8.7. Backpropagation Through Time

So far we repeatedly alluded to things like exploding gradients, vanishing gradients, truncating backprop, and the need to detach the computational graph. For instance, in the previous section we invoked s.detach() on the sequence. None of this was really fully explained, in the interest of being able to build a model quickly and to see how it works. In this section we will delve a bit more deeply into the details of backpropagation for sequence models and why (and how) the math works.
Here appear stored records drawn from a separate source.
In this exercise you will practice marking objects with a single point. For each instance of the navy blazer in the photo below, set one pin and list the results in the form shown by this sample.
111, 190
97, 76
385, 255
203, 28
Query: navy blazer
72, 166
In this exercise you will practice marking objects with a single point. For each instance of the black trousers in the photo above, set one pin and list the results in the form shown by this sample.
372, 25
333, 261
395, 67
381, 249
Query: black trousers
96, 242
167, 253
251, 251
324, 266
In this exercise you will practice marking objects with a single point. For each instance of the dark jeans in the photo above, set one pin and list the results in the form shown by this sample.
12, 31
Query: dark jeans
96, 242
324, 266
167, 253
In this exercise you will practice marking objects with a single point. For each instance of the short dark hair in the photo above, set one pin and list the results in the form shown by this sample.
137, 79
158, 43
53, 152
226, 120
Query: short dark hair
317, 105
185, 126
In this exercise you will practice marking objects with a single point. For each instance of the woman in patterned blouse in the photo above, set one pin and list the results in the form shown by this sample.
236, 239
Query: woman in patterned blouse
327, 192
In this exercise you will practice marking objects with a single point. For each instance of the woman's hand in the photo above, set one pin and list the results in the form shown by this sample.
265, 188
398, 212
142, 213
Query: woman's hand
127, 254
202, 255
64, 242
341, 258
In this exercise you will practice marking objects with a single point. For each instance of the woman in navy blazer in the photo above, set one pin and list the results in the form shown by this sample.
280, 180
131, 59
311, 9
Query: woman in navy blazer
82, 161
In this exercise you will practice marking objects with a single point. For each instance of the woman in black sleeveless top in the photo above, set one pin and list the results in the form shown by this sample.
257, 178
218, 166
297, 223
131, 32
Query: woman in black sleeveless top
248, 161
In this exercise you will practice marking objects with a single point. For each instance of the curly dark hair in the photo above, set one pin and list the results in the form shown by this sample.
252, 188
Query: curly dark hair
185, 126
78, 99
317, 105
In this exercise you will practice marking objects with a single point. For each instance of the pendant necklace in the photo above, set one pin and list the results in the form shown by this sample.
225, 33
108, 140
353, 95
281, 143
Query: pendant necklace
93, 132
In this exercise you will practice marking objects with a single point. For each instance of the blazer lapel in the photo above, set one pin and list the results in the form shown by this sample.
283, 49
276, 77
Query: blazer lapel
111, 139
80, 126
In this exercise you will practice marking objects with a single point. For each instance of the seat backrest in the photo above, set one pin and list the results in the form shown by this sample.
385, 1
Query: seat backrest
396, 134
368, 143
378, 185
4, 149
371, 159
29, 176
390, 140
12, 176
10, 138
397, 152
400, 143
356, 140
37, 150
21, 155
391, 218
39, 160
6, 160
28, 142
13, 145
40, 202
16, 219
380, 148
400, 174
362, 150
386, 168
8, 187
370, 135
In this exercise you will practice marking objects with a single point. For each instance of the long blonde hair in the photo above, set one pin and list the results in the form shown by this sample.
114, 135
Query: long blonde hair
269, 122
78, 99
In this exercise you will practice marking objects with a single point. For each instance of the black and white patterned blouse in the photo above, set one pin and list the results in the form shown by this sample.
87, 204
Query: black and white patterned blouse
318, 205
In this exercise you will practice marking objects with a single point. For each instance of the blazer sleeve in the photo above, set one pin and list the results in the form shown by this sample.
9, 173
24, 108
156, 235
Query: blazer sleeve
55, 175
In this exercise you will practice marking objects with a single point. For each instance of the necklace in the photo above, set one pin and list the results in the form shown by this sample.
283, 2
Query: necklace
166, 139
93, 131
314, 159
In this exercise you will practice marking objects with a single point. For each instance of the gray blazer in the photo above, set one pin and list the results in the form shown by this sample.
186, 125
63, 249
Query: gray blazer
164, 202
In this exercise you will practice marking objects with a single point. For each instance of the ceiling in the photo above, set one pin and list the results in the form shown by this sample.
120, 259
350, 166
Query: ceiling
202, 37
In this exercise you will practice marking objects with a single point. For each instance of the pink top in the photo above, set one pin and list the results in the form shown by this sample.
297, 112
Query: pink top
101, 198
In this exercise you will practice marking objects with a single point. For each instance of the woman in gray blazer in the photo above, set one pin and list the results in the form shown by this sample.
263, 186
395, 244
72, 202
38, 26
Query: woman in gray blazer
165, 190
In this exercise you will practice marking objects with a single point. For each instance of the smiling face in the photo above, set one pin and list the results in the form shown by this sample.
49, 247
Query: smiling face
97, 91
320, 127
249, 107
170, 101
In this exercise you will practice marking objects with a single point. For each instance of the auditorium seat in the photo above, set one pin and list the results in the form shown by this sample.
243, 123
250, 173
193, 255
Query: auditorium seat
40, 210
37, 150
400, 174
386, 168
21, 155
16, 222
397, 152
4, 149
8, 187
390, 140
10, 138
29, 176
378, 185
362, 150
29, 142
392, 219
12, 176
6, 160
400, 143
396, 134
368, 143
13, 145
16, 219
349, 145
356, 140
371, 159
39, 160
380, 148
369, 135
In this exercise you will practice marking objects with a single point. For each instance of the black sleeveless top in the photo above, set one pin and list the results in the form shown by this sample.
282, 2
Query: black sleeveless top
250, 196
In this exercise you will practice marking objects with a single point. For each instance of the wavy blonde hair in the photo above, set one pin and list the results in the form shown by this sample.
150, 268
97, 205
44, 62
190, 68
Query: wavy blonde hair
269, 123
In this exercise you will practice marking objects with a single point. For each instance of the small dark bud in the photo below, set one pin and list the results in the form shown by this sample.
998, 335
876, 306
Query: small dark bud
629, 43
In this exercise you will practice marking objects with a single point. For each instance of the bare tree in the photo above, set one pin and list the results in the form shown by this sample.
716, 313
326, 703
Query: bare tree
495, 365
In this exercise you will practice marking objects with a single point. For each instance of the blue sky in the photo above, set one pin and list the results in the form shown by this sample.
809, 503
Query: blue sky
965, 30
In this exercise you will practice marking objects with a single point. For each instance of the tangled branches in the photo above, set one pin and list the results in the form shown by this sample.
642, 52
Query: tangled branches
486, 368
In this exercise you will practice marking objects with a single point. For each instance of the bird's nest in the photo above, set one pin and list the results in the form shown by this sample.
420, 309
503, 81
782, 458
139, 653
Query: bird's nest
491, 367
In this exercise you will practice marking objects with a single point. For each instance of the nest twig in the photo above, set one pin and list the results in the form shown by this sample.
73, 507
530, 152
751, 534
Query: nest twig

For a more detailed discussion, e.g. about randomization and backprop also see the paper by Tallec and Ollivier, 2017.

We encountered some of the effects of gradient explosion when we first implemented recurrent neural networks (Section 8.5). In particular, if you solved the problems in the problem set, you would have seen that gradient clipping is vital to ensure proper convergence. To provide a better understanding of this issue, this section will review how gradients are computed for sequences. Note that there is nothing conceptually new in how it works. After all, we are still merely applying the chain rule to compute gradients. Nonetheless it is worth while reviewing backpropagation (Section 4.7) for another time.

Forward propagation in a recurrent neural network is relatively straightforward. Back-propagation through time is actually a specific application of back propagation in recurrent neural networks. It requires us to expand the recurrent neural network one time step at a time to obtain the dependencies between model variables and parameters. Then, based on the chain rule, we apply back propagation to compute and store gradients. Since sequences can be rather long this means that the dependency can be rather lengthy. E.g. for a sequence of 1000 characters the first symbol could potentially have significant influence on the symbol at position 1000. This is not really computationally feasible (it takes too long and requires too much memory) and it requires over 1000 matrix-vector products before we would arrive at that very elusive gradient. This is a process fraught with computational and statistical uncertainty. In the following we will address what happens and how to address this in practice.

8.7.1. A Simplified Recurrent Network

We start with a simplified model of how an RNN works. This model ignores details about the specifics of the hidden state and how it is being updated. These details are immaterial to the analysis and would only serve to clutter the notation and make it look more intimidating.

(8.7.1)\[h_t = f(x_t, h_{t-1}, w) \text{ and } o_t = g(h_t, w)\]

Here \(h_t\) denotes the hidden state, \(x_t\) the input and \(o_t\) the output. We have a chain of values \(\{\ldots (h_{t-1}, x_{t-1}, o_{t-1}), (h_{t}, x_{t}, o_t), \ldots\}\) that depend on each other via recursive computation. The forward pass is fairly straightforward. All we need is to loop through the \((x_t, h_t, o_t)\) triples one step at a time. This is then evaluated by an objective function measuring the discrepancy between outputs \(o_t\) and some desired target \(y_t\)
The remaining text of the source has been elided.